Pour la nouvelle crèche de Vufflens-le-Château, réalisée en bois de la région, le bureau Kunik de Morsier a suivi le sourçage du bois, depuis son martelage en vue de l’abattage des sapins nécessaires pour la fabrication des éléments de charpente (ossatures, planchers, poteaux, pannes, éléments de poutres intérieures et arbalétriers). Cet ouvrage, dans lequel la ressource joue un rôle prépondérant dès la conception du projet, est développé en étroite collaboration avec les ingénieurs en construction bois de Bois Initial.

 

«Avant même de penser stockage de carbone ou pas par le bois–ce qui est par ailleurs une notion très controversée en Suisse – nous cherchons avant tout à inscrire un objet dans son territoire au sens large, explique Guillaume de Morsier. Nous avons une approche architecturale bioclimatique forte, ce qui signifie qu’une architecture appartient à son territoire de ressources et ceci aussi bien du point de vue matériel qu’au niveau des compétences humaines. La seconde moitié du 20e siècle a fortement participé à la déterritorialisation des pratiques constructives; désormais, lorsque nous travaillons sur un projet, dès les premières esquisses, nous cherchons d’abord une compréhension des filières qui composent la région.»

 

Un engagement sociétal

 

«En termes de choix des essences dans la construction, on utilise généralement du mélèze ou de l’épicéa.
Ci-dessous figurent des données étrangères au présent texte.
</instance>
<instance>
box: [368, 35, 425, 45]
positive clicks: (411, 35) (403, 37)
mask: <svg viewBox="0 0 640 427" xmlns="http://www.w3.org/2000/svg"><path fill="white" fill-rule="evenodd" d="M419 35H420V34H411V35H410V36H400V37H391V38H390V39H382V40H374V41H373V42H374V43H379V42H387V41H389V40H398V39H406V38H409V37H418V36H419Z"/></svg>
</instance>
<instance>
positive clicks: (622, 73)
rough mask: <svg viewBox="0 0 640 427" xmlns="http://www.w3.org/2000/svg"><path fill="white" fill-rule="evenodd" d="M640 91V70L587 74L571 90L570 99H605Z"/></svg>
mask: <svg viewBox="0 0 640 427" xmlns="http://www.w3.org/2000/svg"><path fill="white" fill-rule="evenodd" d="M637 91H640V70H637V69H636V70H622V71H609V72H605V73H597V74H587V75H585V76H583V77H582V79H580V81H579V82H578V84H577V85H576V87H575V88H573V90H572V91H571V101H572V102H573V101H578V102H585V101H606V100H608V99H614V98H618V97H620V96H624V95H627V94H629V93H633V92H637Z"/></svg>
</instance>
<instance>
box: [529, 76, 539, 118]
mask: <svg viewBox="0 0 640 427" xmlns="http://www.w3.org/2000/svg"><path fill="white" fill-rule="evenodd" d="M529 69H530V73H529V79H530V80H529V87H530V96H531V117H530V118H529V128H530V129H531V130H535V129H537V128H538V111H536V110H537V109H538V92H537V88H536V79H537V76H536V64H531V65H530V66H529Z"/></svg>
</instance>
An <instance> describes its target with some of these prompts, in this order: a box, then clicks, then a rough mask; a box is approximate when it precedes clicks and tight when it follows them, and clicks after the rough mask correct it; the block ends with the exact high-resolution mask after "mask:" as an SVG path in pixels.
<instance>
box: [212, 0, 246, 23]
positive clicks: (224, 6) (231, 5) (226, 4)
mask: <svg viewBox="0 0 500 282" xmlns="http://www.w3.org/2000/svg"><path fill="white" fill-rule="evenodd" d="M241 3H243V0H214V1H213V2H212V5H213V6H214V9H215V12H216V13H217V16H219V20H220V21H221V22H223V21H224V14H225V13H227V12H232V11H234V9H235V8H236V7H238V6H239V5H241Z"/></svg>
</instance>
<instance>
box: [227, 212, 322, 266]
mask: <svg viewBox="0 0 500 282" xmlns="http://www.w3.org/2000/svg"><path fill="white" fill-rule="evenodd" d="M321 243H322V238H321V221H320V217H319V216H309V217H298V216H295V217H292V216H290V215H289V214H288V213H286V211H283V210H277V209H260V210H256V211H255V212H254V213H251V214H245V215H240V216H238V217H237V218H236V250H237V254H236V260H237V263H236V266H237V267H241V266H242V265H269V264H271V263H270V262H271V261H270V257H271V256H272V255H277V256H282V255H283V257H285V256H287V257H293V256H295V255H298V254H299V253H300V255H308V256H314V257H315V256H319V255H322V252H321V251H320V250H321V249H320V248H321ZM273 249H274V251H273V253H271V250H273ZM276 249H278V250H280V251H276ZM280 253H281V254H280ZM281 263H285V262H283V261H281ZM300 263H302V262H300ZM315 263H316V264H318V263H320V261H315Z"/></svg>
Dans ce projet, nous avons choisi, d’entente avec les différents professionnels de la branche, de favoriser l’usage du sapin blanc pour le bardage de façade, car on sait qu’il est voué à disparaître de nos forêts rapidement du fait du réchauffement climatique, par contre l’épicéa est plus résilient et devrait donc être préservé.

 

Aujourd’hui le «bois» est vu comme une solution miracle par les architectes et les constructeurs, mais on s’aperçoit rapidement qu’il s’agit d’une filière très complexe et que les choix doivent être faits en intégrant l’ensemble des acteurs, du forestier au charpentier. Nous essayons donc généralement de limiter l’usage du mélèze mais, dans ce projet, nous en avons utilisé en petite quantité sur une façade particulièrement bien abritée car, on le sait, le mélèze développe une belle patine chaleureuse avec le temps», précise l’architecte.

 

En toiture, le bois a été traité en autoclavage afin de lui conférer une plus grande stabilité dans le temps. Pour le bureau Kunik de Morsier, c’était l’occasion de tester ce type de traitement sur du sapin qui permet de le rendre aussi résistant dans le temps que le mélèze.

 

Une surélévation atypique

 

©Nicolas Delaroche. Parution CB2/2023

Éléments de charpente

 

Axonométrie éclatée de la nouvelle construction venant s’insérer dans l’existant

 

Commencée en octobre 2022, la crèche sera livrée pour la rentrée 2023. Le bâtiment est courbe en plan et en coupe et se place un peu en « banane » sur les vestiaires semi-enterrés situés entre deux bâtiments des années 90.

 

De par son implantation en surélévation, le nouveau bâtiment permet de préserver l’ensemble des aménagements paysagers et des terrains de sport existants.

 

Dans cette logique de surélévation, la légèreté d’une charpente bois s’imposait de facto. La commune de Vufflens-le-Château étant membre d’un triage forestier, il a été possible d’intégrer l’utilisation du bois local dès l’avant-projet et ainsi d’intégrer la coupe des arbres dans le calendrier général de l’opération.

 

Les quelque 306 m3 de bois ont été coupés au mois de novembre, séchés artificiellement, puis débités en lamelles qui ont été ensuite collées ensemble pour former les éléments de charpente tels que les poteaux et les poutres. Le séchage a permis de gérer l’approvisionnement saisonnier et de contrôler plus précisément le séchage du bois tout en réalisant un gain de temps notoire.

 

La mise en place d’un calendrier «millimétrique» a été rendue possible par le recours à la préfabrication d’un grand nombre d’éléments (plancher, toiture et poteaux).